I am surprised that Dr Cullen is blundering so badly, as generally he has been a fairly solid performer. But it reminds me of something I blogged six weeks or so ago. This Government has never faced a really tough economic issue. They have never had to confront a $5 billion deficit or an Asian Crisis. They have never had to deal with doing something very unpopular but economically necessary.

You see the current level of the dollar is not a crisis. Yes there are sectors which will be really hurting. But the country is not about to go into recession. Home owners are not going to be defaulting by the thousands. There is no emergency which comes closes to justifying the Finance Minister musing abous suspending monetary policy. All we have is a Government which can’t handle the pressure and is undermining the Reserve Bank in its task to keep inflation low.

The Herald reports that most economists are saying the Reserve Bank must now raise interest rates next week, or be seen not to be independent.

Brian Fallow reviews what is causing the inflation and why the Governor must increase the cash rate. He quotes Westpac chief economist Brendan O’Donovan as sayign he expects a hike not just next week but also in September. If this is the case, I wonder if Dr Bollard would be better to do a 0.5% hike next week instead of the minimum 0.25%. This would be a very clear signal that the RB remains dedicated to pushing inflation down and would help reduce expectations of higher inflation. That way it might then be his last rise.

John Armstrong reviews Dr Cullen’s actions:

If he does not suspend the Reserve Bank’s primary focus on controlling inflation, he will be accused of making empty threats and his credibility will take another knock among those suffering from the high dollar and interest rates. And more so should the bank’s governor, Alan Bollard, again hike the official cash rate next week.

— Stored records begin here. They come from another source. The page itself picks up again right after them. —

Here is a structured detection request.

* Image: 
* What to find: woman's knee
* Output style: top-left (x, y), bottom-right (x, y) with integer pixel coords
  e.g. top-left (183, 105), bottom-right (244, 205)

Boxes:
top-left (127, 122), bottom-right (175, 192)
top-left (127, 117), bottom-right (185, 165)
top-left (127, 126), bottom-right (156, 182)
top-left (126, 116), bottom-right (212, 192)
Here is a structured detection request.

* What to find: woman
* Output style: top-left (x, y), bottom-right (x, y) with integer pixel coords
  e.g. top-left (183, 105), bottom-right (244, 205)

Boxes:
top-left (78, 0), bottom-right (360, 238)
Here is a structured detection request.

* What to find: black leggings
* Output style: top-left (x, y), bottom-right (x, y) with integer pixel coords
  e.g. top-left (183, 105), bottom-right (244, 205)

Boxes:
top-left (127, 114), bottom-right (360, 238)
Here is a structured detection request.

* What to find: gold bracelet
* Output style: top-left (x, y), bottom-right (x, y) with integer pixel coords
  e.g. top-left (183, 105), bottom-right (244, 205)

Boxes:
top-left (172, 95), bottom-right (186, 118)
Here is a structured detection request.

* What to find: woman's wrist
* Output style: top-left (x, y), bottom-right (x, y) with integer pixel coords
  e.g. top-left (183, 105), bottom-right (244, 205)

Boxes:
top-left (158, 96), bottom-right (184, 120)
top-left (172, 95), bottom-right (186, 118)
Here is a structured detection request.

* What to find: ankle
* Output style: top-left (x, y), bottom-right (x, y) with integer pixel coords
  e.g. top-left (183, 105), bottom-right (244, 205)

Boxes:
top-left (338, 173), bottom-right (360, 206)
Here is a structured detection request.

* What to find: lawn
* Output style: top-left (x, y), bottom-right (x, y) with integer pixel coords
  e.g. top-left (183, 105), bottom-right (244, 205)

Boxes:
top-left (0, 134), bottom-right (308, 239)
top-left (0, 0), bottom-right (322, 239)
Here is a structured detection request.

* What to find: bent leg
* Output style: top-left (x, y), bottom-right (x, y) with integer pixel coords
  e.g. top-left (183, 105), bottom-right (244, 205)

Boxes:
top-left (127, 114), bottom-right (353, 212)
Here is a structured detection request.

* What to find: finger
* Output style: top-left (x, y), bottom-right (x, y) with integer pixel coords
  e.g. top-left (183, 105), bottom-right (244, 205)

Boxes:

Alternatively, if Cullen does follow through, he risks his credibility being completely ravaged if it creates more problems than it solves – as many economists fear would happen.

In threatening to override the bank’s priority of price stability and require it to avoid damaging the exchange rate, Cullen has shaken monetary policy to the core.

Suspending the priority on tackling inflation for 12 months may be fine in a recession. In an overheating economy, it is a recipe for disaster.

Uncertainty about the direction of economic policy might see lenders add a premium to interest rates, while the tight labour market would likely provoke a wage-price spiral upwards. Labour’s record as a credible economic manager would correspondingly spiral downwards.

Don Brash was on Agenda this morning.  He agreed with Fallow that Cullen’s intervention means that Bollard almost has no alternative to increase rates. Brash also made the point that so many have missed – the real solution is to make changes which will increase productivity which will allow the level of non inflationary growth to increase.

Brash also made the point that high inflation does not help exporters in the long run.  He reminds us  that once the NZ$ was $1.12 vs the US yet today exporters struggle at $0.80.  The reason is because over time our inflation has been higher than our trading partners. The Zespri CEO agreed 100% that relaxing the inflation limit would not help exporters.  He said the dollar goes up and down but once inflation goes up it never goes down (in terms of the price level).

Fallow on Agenda stressed the point I made above, that Cullen’s statements may lead to an increase in pricing expectations and undermine Bollard’s job to reduce them.

While most of the focus has been on Cullen for his foolish talk of suspending monetary policy, I should also say that I think John Key should resist the temptation to say whether or not he thinks Dr Bollard should or should not increase the cash rate.  If he gets into a habit of saying what he thinks the RB Governor should do as Opposition Leader, then he may find it hard to not comment if he is Prime Minister.  This is not to say he shouldn’t comment generally on monetary policy, where he thinks the dollar is heading etc.  He has considerable expertise in these.  But politicians are best not to specifically state what they think the Governor should do with the cash rate.